The surface tension of water is determined by capillary rise method in the laboratory. The principle involved is (symbols having their usual meaning):
A. $T={\displaystyle \frac{r}{3}}(h+{\displaystyle \frac{r}{3}})dg$
B.$T={\displaystyle \frac{r}{4}}(h+{\displaystyle \frac{r}{2}})dg$
C.$T={\displaystyle \frac{r}{2}}(h+{\displaystyle \frac{r}{3}})dg$
D.$T={\displaystyle \frac{r}{2}}({\displaystyle \frac{h}{3}}+r)dg$

Answer 1

Hint: We know that surface tension is the tendency of liquids to shrink or reduce the surface area of the liquid at the liquid air interface, due to the difference in the force of attraction of cohesion between the different interfaces present.
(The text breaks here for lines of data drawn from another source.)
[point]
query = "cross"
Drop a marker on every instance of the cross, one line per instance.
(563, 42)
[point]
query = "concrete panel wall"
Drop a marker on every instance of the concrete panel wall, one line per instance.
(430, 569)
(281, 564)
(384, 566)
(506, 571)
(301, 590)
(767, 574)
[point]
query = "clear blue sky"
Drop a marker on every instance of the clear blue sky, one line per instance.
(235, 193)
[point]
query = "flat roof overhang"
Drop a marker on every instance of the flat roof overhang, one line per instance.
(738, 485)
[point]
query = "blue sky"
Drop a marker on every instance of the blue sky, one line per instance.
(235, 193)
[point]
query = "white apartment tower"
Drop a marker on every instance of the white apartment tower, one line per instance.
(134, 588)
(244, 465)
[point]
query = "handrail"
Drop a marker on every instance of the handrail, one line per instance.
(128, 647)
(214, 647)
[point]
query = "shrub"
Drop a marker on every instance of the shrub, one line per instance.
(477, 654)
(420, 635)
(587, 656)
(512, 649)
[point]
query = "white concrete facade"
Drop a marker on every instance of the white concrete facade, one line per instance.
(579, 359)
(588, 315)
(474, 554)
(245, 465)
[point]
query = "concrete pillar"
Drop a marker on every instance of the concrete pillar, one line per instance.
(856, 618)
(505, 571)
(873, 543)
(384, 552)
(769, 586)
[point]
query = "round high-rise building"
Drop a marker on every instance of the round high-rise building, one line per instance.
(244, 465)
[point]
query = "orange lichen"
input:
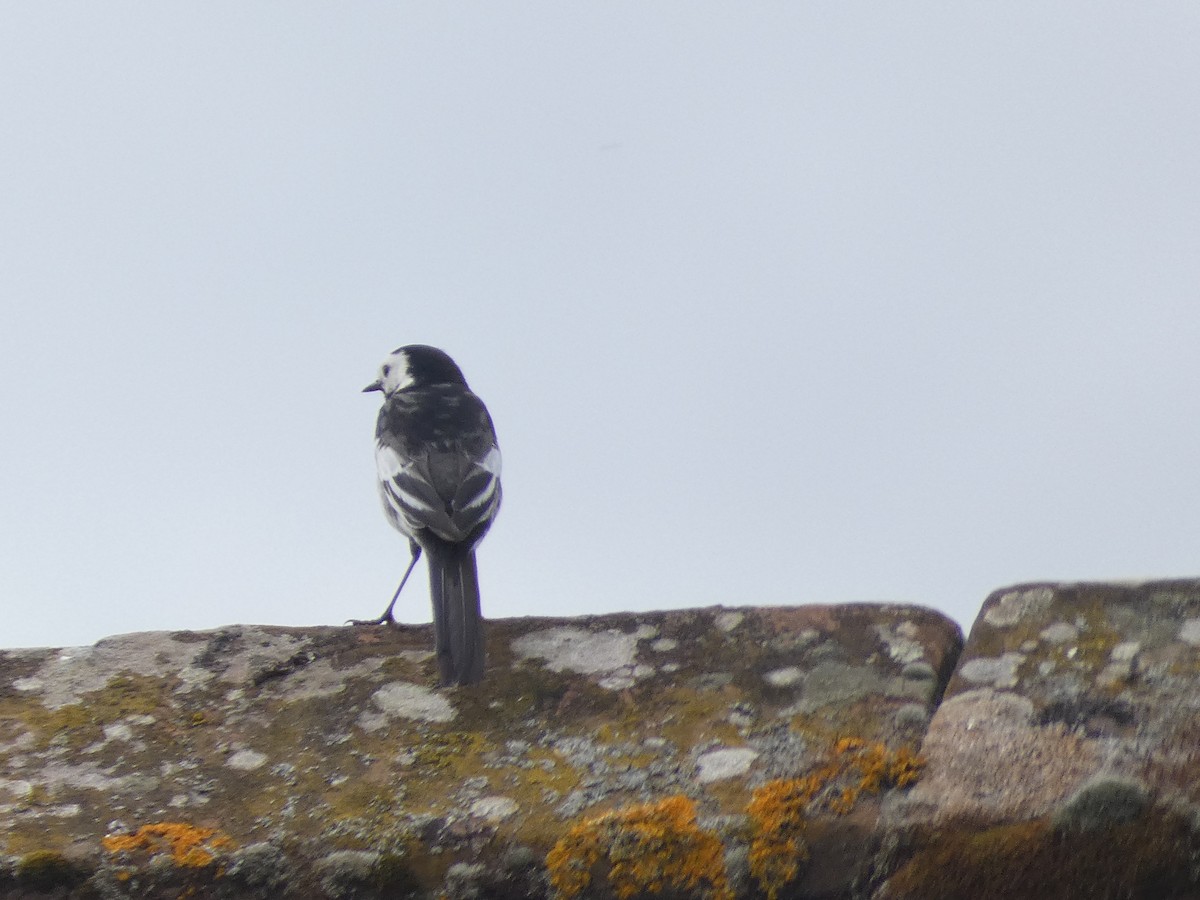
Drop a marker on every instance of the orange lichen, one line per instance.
(647, 849)
(779, 809)
(187, 845)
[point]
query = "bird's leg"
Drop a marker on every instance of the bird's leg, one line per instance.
(387, 613)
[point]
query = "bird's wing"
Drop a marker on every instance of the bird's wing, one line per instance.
(449, 492)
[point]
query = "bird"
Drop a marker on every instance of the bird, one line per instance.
(438, 463)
And this is measured in SI units

Complete step-by-step solution:
To find or calculate the surface tension of liquids, we use the capillary rise method, where a thin tube called the capillary is introduced into the liquid, whose surface tension is to be studied.
This results in the rise of liquid inside the constrained spaces of the tube. The length of rise is proportional to the surface tension of the liquid.
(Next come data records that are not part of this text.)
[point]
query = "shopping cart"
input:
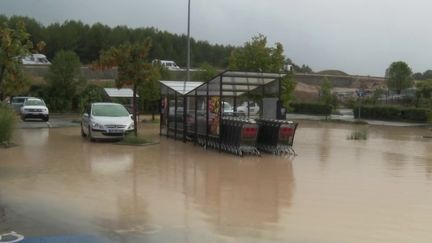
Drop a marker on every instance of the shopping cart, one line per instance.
(276, 136)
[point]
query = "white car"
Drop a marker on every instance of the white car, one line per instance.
(170, 65)
(34, 108)
(253, 108)
(106, 121)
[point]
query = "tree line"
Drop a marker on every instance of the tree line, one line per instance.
(89, 40)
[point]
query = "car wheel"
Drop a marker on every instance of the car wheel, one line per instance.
(82, 132)
(90, 135)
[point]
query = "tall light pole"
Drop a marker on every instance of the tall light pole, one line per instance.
(188, 51)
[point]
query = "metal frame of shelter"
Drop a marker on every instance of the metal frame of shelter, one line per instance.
(195, 113)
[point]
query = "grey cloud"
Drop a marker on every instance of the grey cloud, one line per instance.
(357, 36)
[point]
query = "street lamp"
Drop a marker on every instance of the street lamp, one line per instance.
(188, 51)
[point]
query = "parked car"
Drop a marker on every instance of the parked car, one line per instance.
(170, 65)
(35, 59)
(106, 121)
(34, 108)
(17, 102)
(253, 108)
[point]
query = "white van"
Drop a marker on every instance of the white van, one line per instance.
(35, 59)
(170, 65)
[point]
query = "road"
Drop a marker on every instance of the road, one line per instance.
(54, 122)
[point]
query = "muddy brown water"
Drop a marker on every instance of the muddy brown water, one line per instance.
(336, 190)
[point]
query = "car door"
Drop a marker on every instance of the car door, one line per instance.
(86, 118)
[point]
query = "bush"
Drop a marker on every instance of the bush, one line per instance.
(358, 135)
(134, 140)
(8, 120)
(394, 113)
(416, 114)
(378, 112)
(312, 108)
(92, 93)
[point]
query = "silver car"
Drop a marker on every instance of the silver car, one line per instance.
(106, 121)
(34, 108)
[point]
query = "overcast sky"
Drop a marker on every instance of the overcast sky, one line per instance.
(356, 36)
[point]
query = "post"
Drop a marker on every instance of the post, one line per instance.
(220, 112)
(207, 114)
(196, 118)
(188, 50)
(185, 106)
(175, 116)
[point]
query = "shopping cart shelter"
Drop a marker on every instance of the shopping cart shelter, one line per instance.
(237, 112)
From Jurin’s law, we have, just above the liquid-air interface, the pressure experienced by the water molecules is equal to the atmospheric pressure.
$p_t=p_o+p$
At any point inside the liquid, the pressure experienced by the liquid is less than the sum of the pressure due to the liquid and the pressure due to the atmosphere.
$p_b=p+p_l$
The pressure due to liquid depends on the height of liquid column $h$ above the point of interest and the density of the liquid $d$
$p_l=dgh$
Since there is an angle made at the liquid air interface, we have
$dgh={\displaystyle \frac{2\gamma cos\theta }{r}}$ where, $\gamma$ is the surface tension due to contact angle $\theta$ and $r$ is the radius of the capillary tube.
Then, at any point in liquid, we have
$\gamma ={\displaystyle \frac{r}{2cos\theta }}dgh$
$⟹\gamma ={\displaystyle \frac{r}{2}}({\displaystyle \frac{h}{3}}+r)dg$
Hence the answer is D. $T={\displaystyle \frac{r}{2}}({\displaystyle \frac{h}{3}}+r)dg$

Note: This is observed as the combined effect of the cohesive force acting between the liquid-liquid interface and the liquid –capillary. The difference between the attraction, results in the formation of meniscus, which tries to minimize the distance between the water molecules by attracting or pulling them closer to one another.